Il n'empêche que ce gangster movie qui suit un schéma déviant de "rise and fall" délivre avec une certaine générosité. Ca délivre même avec beaucoup trop de générosité. Beaucoup beaucoup trop...
Ce qui rend le film assez fascinant, quelque part. D'habitude, on dit que les potards sont à 11, ici ils sont à 21 : violence graphique très marquée, sexe, drogue, alcool, nihilisme total...
Yash s'en donne à cœur joie dans son rôle d'ange de la mort autodestructeur. Une sorte d'incarnation de Shiva en plus balaise, car il boit du whisky, casse des gueules et casse des sommiers en guise de petit-déjeuner et n'arrive pas à mourir malgré une certaine application consacrée à ce but.
Je pense qu'on peut dire sans trop exagérer qu'il n'y a pas un seul plan qui dure plus d'une seconde ou qui soit filmé normalement sans des effets d'accélération ou de ralenti, des zooms ou dézooms, des travellings improbables.

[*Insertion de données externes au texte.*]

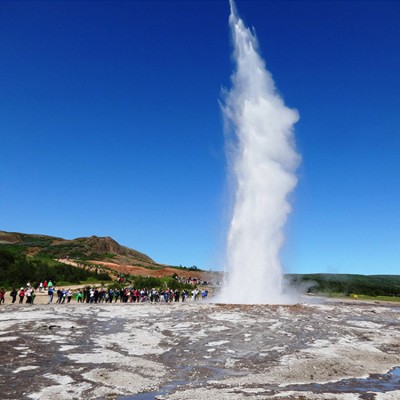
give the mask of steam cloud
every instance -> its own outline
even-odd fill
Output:
[[[283,284],[279,252],[297,184],[293,125],[296,110],[285,106],[257,52],[256,37],[230,1],[229,24],[236,69],[222,106],[227,153],[234,180],[234,207],[227,238],[227,277],[219,301],[284,304],[296,301]]]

Il y a de la belle chorégraphie d'action, très pompée sur John Wick. D'ailleurs il y a beaucoup de tropes pompés sur le cinéma US et recyclés à la mitraillette. Difficile de les citer tous, mais au moins 10 000 allusions aux films de gangsters, ainsi qu'à Fight Club ou Joker.
A certains moments, on se demande si on est en train de regarder un énorme nanard pan-india avec beaucoup trop de budget (un des plus gros de l'histoire du ciné indien) ou si cet objet filmique est tellement déviant qu'il échappe à tout regard critique.
Etrangement, le troisième et dernier acte réussit à emporter dans sa propre folie jusqu'au-boutiste le spectateur et à le laisser autant médusé qu'épuisé.
Et puis, un film qui met en scène des nonnes ninjas assassines et des clowns taulards tueurs à gages peut-il être vraiment mauvais ? Je vous le demande.
L’entracte de quinze minutes imposé dans certains cinémas devient presque une mesure de santé publique.